Crowdfunding campaign brings books to Texas jail
In June, Amalia Beckner asked her Facebook friends for help buying books for inmates at the Harris County Jail in Houston, where she works as a public defender. That post was shared with other friends, who shared it with their friends, until it took on a life of its own and the story landed in the newspaper. From there, things really took off. To date, about $5,500 in donations via Amazon.com have rolled in.
“I remember we got one $500 donation, and I just sat there with my mouth open,” Beckner says. “I was just shocked.”
For years, Beckner had been bringing her clients books from her own collection. She knew they were eager to read anything they could get their hands on, but the jail would only allow five books at a time per “pod” of more than two dozen inmates.
Through better book access, she saw an opportunity to expand her clients’ minds and maybe even give hope at the jail, where most of the inmates are awaiting trial and haven’t been convicted of a crime.
“Reading pushes you to think about your life and your choices and your relationships with people. It promotes introspection, it promotes processing your emotions, your past and what you’re hoping for,” she says. “I think that’s really important, especially for people who are locked up.”
When she put the request on social media, Beckner admits she felt uncomfortable asking for help. But she focused on the benefits to her clients. Initially, Beckner’s campaign received about $1,400 in donations. Then, after it appeared in the Houston Chronicle, that number multiplied. From there, the public defender’s office hosted a book drive that brought in about 670 more books.

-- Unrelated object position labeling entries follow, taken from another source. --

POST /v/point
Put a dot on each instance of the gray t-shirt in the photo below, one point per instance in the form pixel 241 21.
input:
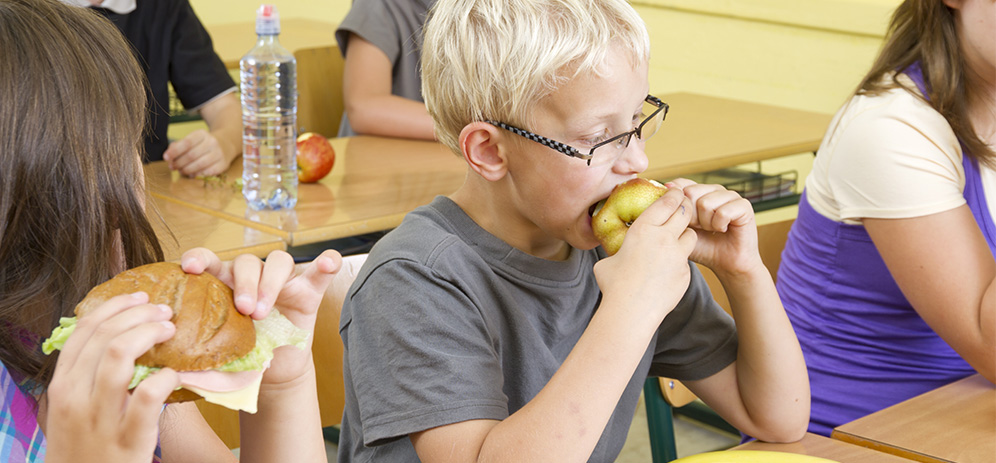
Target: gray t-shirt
pixel 395 27
pixel 447 323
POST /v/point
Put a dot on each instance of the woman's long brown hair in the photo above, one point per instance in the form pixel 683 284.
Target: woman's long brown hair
pixel 924 31
pixel 71 123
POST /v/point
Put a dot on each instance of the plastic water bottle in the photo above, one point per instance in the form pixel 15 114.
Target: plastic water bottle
pixel 269 118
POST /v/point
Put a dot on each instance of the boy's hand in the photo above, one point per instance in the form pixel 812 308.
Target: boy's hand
pixel 652 264
pixel 724 223
pixel 261 287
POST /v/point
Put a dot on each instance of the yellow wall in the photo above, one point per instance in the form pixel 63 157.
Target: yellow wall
pixel 806 54
pixel 227 11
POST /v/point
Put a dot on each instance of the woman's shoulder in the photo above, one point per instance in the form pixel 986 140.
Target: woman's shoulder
pixel 887 154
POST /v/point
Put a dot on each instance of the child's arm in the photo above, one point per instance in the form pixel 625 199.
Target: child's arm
pixel 765 393
pixel 211 151
pixel 370 106
pixel 565 420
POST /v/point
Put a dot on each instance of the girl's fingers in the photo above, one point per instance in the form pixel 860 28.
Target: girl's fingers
pixel 278 270
pixel 86 346
pixel 84 328
pixel 115 368
pixel 146 401
pixel 200 260
pixel 246 271
pixel 322 270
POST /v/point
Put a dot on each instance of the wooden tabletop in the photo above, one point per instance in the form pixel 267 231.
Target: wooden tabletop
pixel 233 40
pixel 819 446
pixel 704 133
pixel 953 423
pixel 376 180
pixel 373 184
pixel 191 228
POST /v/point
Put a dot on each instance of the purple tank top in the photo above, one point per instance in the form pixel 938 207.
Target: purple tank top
pixel 866 348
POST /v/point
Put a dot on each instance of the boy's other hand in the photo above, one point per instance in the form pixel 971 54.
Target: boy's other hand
pixel 724 223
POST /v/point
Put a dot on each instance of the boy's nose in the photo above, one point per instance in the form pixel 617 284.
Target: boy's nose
pixel 633 159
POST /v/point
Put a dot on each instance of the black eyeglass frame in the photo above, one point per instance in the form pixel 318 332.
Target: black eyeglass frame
pixel 573 152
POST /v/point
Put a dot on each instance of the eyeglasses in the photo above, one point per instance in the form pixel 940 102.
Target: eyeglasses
pixel 652 115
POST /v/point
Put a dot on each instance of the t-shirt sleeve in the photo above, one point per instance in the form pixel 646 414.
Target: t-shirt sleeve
pixel 899 159
pixel 698 338
pixel 375 21
pixel 196 72
pixel 420 352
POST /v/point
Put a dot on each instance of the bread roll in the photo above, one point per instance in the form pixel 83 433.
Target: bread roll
pixel 210 332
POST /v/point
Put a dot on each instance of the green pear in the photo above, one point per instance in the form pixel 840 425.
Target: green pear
pixel 614 215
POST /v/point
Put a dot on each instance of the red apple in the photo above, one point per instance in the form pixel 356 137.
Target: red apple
pixel 315 157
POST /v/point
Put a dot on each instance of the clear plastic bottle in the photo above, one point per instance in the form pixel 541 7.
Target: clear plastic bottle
pixel 269 118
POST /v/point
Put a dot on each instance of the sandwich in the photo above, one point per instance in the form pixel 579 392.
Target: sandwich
pixel 219 353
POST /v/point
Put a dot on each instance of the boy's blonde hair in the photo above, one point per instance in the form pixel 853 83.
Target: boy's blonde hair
pixel 494 59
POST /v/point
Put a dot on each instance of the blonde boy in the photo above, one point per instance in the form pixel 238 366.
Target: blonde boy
pixel 489 326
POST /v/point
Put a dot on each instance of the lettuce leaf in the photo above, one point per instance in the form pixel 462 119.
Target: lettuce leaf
pixel 59 335
pixel 271 332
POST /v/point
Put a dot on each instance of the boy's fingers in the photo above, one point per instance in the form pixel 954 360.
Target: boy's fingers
pixel 660 211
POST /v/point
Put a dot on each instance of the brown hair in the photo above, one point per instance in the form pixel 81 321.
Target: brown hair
pixel 924 31
pixel 71 211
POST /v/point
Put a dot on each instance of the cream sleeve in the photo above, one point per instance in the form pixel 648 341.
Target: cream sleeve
pixel 887 156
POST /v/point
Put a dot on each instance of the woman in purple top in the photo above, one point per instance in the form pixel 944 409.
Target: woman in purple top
pixel 888 275
pixel 72 214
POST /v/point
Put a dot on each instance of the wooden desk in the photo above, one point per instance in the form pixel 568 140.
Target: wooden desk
pixel 704 133
pixel 953 423
pixel 818 446
pixel 376 181
pixel 192 228
pixel 233 40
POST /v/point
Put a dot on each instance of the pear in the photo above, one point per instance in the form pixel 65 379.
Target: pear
pixel 614 215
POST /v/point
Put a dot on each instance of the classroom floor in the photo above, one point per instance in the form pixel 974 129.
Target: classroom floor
pixel 691 438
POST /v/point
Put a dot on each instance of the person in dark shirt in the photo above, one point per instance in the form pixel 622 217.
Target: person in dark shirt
pixel 173 47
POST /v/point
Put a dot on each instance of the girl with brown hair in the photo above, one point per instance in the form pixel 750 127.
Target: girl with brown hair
pixel 72 215
pixel 889 274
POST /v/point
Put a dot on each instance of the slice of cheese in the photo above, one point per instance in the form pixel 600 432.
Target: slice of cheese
pixel 243 399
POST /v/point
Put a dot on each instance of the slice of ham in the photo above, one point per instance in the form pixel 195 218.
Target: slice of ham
pixel 219 381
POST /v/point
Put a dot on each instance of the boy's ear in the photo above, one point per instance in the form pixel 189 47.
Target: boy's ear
pixel 481 150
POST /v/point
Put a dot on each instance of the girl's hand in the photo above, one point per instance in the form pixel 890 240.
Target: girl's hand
pixel 260 287
pixel 652 264
pixel 724 222
pixel 89 413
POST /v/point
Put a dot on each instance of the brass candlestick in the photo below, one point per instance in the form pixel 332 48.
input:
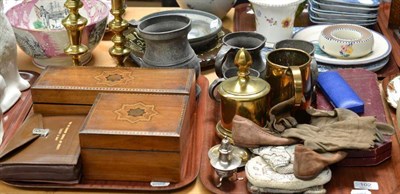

“My secret wish is that we can get to about 1,000,” Beckner says.
The Harris County Jail isn’t the only detention facility that’s cracked down on access to books. Alan Mills, executive director of the Uptown People’s Law Center, a Chicago-based nonprofit legal services organization specializing in prisoners’ rights, says he’s seeing more jails and prisons restrict or attempt to restrict access to books, often through arbitrary book bans and censorship.
For example, the Texas Department of Criminal Justice’s 2017 banned book list included best-sellers The Color Purple, Memoirs of a Geisha and Freakonomics.
Mills thinks prison and jail libraries should be stocked as well as public libraries because reading is one of the most productive outlets for inmates.
“Instead, prisons are adopting increasingly vague policies, which allow individual mailroom officers to ban any book they find objectionable,” he says. “This is a clear violation of the First Amendment: pure content-based discrimination with no penological purpose.”
In Houston, change is already taking place. Since the Chronicle story ran in early July, restrictions on the number of books have been lifted. A representative at the jail also invited Beckner to start a book club for prisoners, and they had their first meeting in late September. The book chosen was The Cuckoo’s Calling, a 2013 crime fiction novel by J.K. Rowling, published under the pseudonym Robert Galbraith.
While Beckner says vast improvements are needed when it comes to the criminal justice system, she thinks granting better access to books is an important step. “This is just one really small way that we can make the jails more humane,” she says.